Congo plane crash death toll reaches 23

Published
By AFP

Four more bodies were found on Tuesday after a plane ploughed into a residential area of a Republic of Congo city, a mayor said, raising the toll to 23 including a Russian crew of four.

The cargo plane slammed into a working-class residential area of Pointe-Noire, the Congo's economic capital and a major Atlantic port, as it was coming in to land on Monday, razing several small houses.

"In addition to the 19 bodies recovered yesterday, we have found four more this morning. That takes the toll to 23 dead," Pointe-Noire mayor Roland Bouiti-Viaudo told AFP.

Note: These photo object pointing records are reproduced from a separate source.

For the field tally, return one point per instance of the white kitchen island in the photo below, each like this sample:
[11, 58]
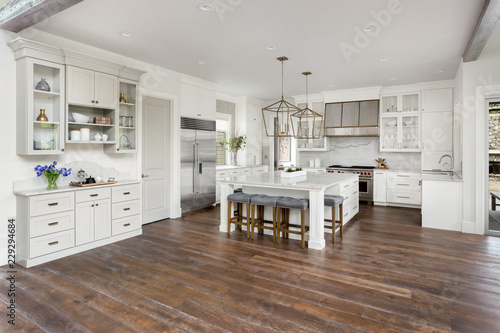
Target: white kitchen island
[313, 186]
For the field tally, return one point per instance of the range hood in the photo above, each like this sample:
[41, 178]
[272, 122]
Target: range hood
[354, 118]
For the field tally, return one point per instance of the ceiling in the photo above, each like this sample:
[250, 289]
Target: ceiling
[422, 40]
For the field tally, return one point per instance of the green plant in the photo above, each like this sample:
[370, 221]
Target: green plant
[236, 143]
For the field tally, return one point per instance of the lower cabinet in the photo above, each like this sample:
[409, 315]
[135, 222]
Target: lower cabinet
[52, 226]
[93, 221]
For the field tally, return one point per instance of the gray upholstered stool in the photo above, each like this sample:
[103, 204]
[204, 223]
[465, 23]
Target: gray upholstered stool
[239, 199]
[335, 201]
[284, 226]
[261, 201]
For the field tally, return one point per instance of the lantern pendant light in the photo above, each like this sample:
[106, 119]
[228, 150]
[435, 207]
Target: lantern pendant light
[277, 115]
[307, 123]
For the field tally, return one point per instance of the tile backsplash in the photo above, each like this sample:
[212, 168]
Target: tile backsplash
[359, 151]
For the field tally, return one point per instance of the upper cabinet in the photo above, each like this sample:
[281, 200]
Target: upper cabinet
[92, 89]
[406, 102]
[40, 107]
[197, 102]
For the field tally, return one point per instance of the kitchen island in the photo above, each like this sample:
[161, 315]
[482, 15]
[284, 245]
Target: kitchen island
[312, 186]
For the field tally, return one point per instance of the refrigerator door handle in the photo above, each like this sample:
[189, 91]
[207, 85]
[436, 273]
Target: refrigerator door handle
[194, 168]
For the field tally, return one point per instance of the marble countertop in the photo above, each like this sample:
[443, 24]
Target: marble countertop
[311, 181]
[66, 188]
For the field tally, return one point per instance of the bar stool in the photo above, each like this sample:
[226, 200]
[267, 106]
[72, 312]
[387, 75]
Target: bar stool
[262, 201]
[334, 201]
[284, 226]
[239, 199]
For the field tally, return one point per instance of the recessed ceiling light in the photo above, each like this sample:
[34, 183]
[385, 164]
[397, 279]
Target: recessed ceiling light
[126, 34]
[206, 7]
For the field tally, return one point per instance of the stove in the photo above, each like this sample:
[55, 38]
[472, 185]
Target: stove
[365, 173]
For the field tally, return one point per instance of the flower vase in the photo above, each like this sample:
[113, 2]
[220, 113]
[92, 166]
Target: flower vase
[52, 180]
[235, 157]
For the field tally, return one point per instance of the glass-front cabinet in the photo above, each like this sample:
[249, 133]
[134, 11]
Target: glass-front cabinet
[400, 132]
[313, 144]
[407, 102]
[40, 103]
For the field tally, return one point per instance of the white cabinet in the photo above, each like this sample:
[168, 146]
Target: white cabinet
[437, 100]
[404, 188]
[36, 135]
[437, 128]
[93, 217]
[400, 132]
[379, 187]
[197, 102]
[92, 89]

The Trans Air Congo (TAC) plane was carrying four Russians -- two pilots and two mechanics, National Civil Aviation Agency director general Michel Ambende said. Five passengers were also on the plane, police said.

Officials said Monday around 14 people were also injured when the Antonov struck Mvou Mvou district, while residents told AFP that about 20 homes were flattened.

Emergency rescue teams on Tuesday searched the rubble of the destroyed buildings for any more victims, watched by a crowd of about 300 onlookers.

"There is no further news concerning the injured apart from a woman who sustained third-degree burns and who is being evacuated to South Africa," the mayor added.

The national ministers of transport, health, interior and social affairs visited the site of the crash on Monday, national radio reported.

"We're going to meet this morning to agree on setting up a crisis committee and a commission of inquiry to determine the real causes of the crash," Ambende told AFP.

The aircraft that crashed was an Antonov, the elderly workhorses of many African nations that are no longer allowed to carry passengers in Congo. Some crews however allow clandestine passengers aboard if they pay a fee.

The plane had been largely empty, carrying about 750 kg of beef, Ambende said.

Pointe-Noire has about one million inhabitants and has a major port through which pass most of the goods imported into Congo, as well as exports of oil.

In June 2010 Australian mining tycoon Ken Talbot and 10 colleagues were killed in a plane crash in the northwest of the country and in August 2009 six crew members were killed when an Antonov cargo plane crashed at a cemetery on the outskirts of Brazzaville.